Some time ago, we discussed what to put in the warning Stan issues about divergent transitions at Text for warning message
Since then, we have a public-facing, but not really used link http://discourse.mc-stan.org/divergences that currently redirects to Divergent transitions - a primer but we can change the target at any time, should we have a better treatment of the topic. I think having an “official” link in the warning message is useful and I believe the current target is a good overview of resources one can use to address divergences.
So the question is:
- Do we want an “official” link for divergent transitions (and possible treedepth/BFMI)?
- If so, is the current #howto a good target? Should something change about it? Or should we point to a completely different resource?
Tagging the participants from the previous discussion: @andrewgelman, @bgoodri, @betanalpha, @bbbales2, @jonah, @mitzimorris
I very much like the idea of having a link to a webpage rather than trying to cram advice into a warning message.
As I said in the previous discussion the current “how to” is problematic and misleading. Investigating and resolving to diagnostics is an open ended process that cannot be reduced to a simple checklist no matter how convenient that would be, and trying to force that convenience only misleads users unnecessarily. That said given the unproductive history of the conversations on this particular topic I will not be commenting further and just hope that whatever goes up respects the users enough to warn them of its incomplete nature.
I don’t think I understand what exactly you consider unproductive. I tried to implement many of your suggestions and tried to give reasons for not following others in my response Divergent transitions - a primer - #6 by martinmodrak . You didn’t follow-up on my response (which you have every right to do), but I honestly don’t know how to make a conversation much more productive than that. What was the reason you decided to end the conversation at that point?
In any case I believe that among all possible combinations of words we can display to a user who tries to understand divergences there is a hypothetical global optimum that would help the most users make a useful next step in their analysis and/or understanding of Bayesian methods. I also think it is clear that either showing nothing or just “read a statistics textbook and then come back” we are far from this optimum. Similarly we would IMHO clearly be far from the optimum if the resource became a statistics textbook of its own. There are also bounds on how much time and energy can be invested in writing. So I tried to strike a middle ground. It is quite possible that I failed at it. If you have any suggestions how to move towards a text that would be closer to such global optimum (including replacing the text with something completely different), I’d be glad to hear them and will try incorporate them (or, you can directly edit the post yourself).
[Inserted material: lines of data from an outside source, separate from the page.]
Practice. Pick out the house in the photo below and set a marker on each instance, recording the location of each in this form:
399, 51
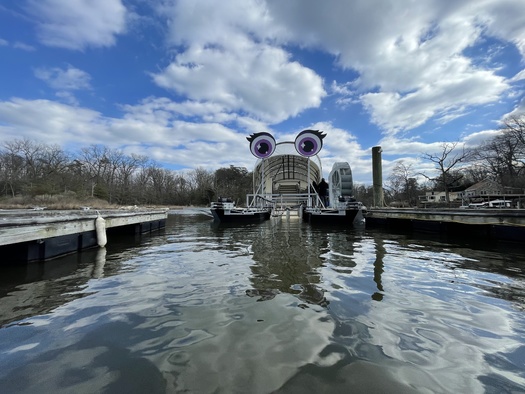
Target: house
439, 197
482, 189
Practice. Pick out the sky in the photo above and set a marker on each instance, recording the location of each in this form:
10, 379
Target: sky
184, 82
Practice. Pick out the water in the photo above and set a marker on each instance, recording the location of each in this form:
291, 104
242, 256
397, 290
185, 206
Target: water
274, 307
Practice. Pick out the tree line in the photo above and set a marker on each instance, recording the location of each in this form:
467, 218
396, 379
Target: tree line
500, 159
30, 169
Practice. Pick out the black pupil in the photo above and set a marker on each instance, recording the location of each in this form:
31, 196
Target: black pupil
308, 146
263, 148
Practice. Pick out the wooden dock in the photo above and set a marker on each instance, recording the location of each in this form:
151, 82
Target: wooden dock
35, 235
490, 224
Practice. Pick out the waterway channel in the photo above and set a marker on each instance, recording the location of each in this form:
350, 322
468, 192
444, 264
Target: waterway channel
273, 307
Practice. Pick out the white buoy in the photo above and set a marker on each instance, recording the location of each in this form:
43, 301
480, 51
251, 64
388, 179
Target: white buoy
100, 227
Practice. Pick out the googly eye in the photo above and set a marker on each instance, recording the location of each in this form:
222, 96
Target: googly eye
262, 145
309, 142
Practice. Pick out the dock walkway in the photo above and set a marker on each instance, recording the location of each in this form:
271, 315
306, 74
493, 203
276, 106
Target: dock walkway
496, 224
29, 235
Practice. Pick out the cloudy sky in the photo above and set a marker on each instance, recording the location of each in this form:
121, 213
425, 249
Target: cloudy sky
185, 81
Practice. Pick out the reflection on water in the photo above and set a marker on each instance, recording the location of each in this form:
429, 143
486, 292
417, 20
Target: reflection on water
279, 306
The howto says in the introduction (this was included in August 2020 as a part of response towards your feedback):
We should note that resolving modelling issues is generally hard and requires some understanding of probabilistic theory and Hamiltonian Monte-Carlo, see Understanding basics of Bayesian statistics and modelling for more general resources.
What follows is a list of brief hints that could help you diagnose the source of degeneracies in your model - or at least let you get faster help here on forums. Where they exist, we link to additional resources for deeper understanding. The aim is to provide a birds-eye view of approaches we’ve had success with in the past, point you to additional resources and give you keywords to search for :-) This is not, and can’t be a definitive guide - each degenerate posterior is problematic in its own way and there is no single approach that would always work.
If you fail to diagnose/resolve the problem yourself or if you have trouble understanding or applying some of the hints, don’t worry, you are welcome to ask here on Discourse, we’ll try to help!
Do you believe we should give even more warnings of the incomplete nature of the resource?
I do hope @betanalpha reconsiders and responds. I am fascinated by the fact that divergences actually get to the epistemology of Bayesian models. What does it mean for a model to be “good” or give “good” results?
In a sense, what Michael says,
and, more importantly, the first paragraph of Identity Crisis (betanalpha.github.io) is the natural preface that a user should confront on this epistemological quest.